I’ve fallen for this game pretty hard this week, although I’m not very good at it. After breezing through the first three bosses, the game has started to kick my arse, to the point where I’m not progressing much faster than one boss a day. This is in no small part thanks to the tutorial which, as I found out last night, doesn’t teach you everything you need to know. Instead, the game hides away some of its advanced mechanics in the How To Play menu, some of which make your life a lot easier in the later levels.
Minor gripes aside, Furi is still an incredibly fun boss rush game. It focuses on intense, long-form encounters that take on multiple stages of combat. Some of these are close quarters matchups, others turn into bullet-ridden chaos, but the majority of them are captivating duels to the death. Even the run up (sorry, walk up) to each fight is designed to get you pumped, like a boxer walking to ring for his next challenge. All in all, I’m very impressed, even if I never quite master it.

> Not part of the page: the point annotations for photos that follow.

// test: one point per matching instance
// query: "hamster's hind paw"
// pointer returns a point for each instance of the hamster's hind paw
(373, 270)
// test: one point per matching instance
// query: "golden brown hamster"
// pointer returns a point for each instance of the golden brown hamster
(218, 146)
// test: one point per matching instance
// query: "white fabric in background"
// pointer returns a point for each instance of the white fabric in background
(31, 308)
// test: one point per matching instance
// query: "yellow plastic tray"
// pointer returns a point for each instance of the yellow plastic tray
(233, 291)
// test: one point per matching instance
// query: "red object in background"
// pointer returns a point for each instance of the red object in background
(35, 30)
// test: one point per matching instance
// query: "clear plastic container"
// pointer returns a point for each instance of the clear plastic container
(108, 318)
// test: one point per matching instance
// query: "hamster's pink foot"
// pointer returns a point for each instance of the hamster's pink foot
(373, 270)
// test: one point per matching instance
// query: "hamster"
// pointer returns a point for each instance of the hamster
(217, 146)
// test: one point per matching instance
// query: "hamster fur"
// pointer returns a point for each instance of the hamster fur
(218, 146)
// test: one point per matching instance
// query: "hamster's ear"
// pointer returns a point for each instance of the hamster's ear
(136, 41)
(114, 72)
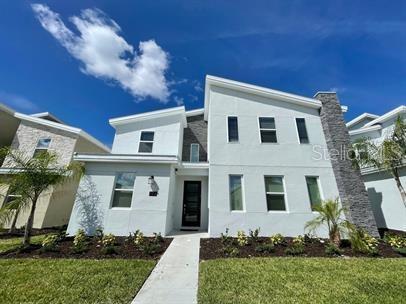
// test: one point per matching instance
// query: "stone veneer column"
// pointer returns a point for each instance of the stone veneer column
(351, 187)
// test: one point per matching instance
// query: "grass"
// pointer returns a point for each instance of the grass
(15, 243)
(302, 280)
(72, 281)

Wasteland 2: Director’s Cut
One of the great things about games is how they put a mirror up to your face and show you the type of person you are. Maybe you’ll discover you value vengeance over pragmatism, or mischief over morality. Or maybe, you’ll be like me in Wasteland 2 and find out you’re the kind of person who will ALWAYS press a big red button, even when there’s a sign saying not to. Even when said button is on an atomic bomb. Roll credits.
Premature ending notwithstanding, I’ve quite enjoyed my time with Wasteland 2. For years I’ve wanted two things from the Fallout games: a less goofy world, and the ability to control all my characters. Wasteland 2 might fail rather spectacularly on the first (screaming goats, anyone?), but the squad-based combat is solid, and very challenging. It feels like they took everything I liked about Fallout: Tactics (ok, the only thing I liked) and combined it with everything that made Fallout 2 great.

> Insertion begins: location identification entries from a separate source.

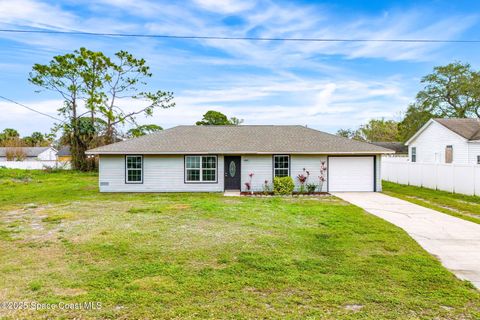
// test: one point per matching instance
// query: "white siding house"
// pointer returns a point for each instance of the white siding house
(29, 153)
(218, 158)
(440, 136)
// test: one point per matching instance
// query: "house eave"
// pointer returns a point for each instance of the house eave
(237, 152)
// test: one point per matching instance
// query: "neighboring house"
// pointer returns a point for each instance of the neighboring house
(64, 154)
(401, 150)
(28, 153)
(218, 158)
(446, 141)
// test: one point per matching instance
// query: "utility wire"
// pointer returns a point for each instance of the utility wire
(30, 108)
(142, 35)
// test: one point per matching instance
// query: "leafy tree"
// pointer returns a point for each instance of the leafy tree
(216, 118)
(451, 91)
(63, 75)
(413, 120)
(374, 130)
(143, 130)
(37, 139)
(122, 82)
(97, 82)
(380, 130)
(349, 133)
(9, 133)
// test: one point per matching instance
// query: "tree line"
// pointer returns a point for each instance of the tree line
(451, 91)
(101, 95)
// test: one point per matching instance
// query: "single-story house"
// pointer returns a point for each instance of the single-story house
(218, 158)
(64, 154)
(401, 150)
(27, 153)
(446, 141)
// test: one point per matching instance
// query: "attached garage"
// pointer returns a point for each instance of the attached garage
(351, 173)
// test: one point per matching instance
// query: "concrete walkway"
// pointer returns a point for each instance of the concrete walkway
(455, 242)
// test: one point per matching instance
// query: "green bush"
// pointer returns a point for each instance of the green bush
(283, 185)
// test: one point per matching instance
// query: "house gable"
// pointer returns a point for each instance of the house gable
(431, 141)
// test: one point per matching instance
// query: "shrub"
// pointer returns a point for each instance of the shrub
(283, 185)
(266, 188)
(311, 187)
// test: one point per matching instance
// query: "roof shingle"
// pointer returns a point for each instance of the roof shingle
(239, 139)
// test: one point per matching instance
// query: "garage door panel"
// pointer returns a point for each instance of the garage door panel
(351, 174)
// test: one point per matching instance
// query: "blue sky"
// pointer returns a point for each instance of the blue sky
(323, 85)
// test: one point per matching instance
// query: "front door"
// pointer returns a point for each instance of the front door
(232, 173)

Now if you’ll excuse me, I’m going to go blow up some monks.
This game’s had pretty polarising critiques since its release in late-June – described, for better or worse, as a wannabe Mass Effect. What I can say is that even though there is quite a bit wrong with The Technomancer – notably from a technical standpoint – I find myself enjoying it more and more with each passing session. I’ve now soaked enough hours into the game that I can look past the protagonist’s questionable monotone voice-acting as well as the actual lack of significance given to the role-playing mechanics – despite being labelled as an RPG.
But there are positives to the game amongst so much criticism. I’ve just completed the first stanza in The Technomancer and its plot is driving the game’s enjoyment quite effortlessly. There are strong political undertones to The Technomancer, which was something I wasn’t expecting, and the backdrop of a late-21st Century Mars settlement is out of the ordinary when it comes to science fiction in video games.
Of course, the kicker of The Technomancer is being able to wield a pseudo-lightsaber and using it effectively with the game’s sprawling skill trees and manageable combat system; this is as close as I’ve been to a Jedi without playing Star Wars. No doubt The Technomancer is an acquired taste but, so far, I’m digging it.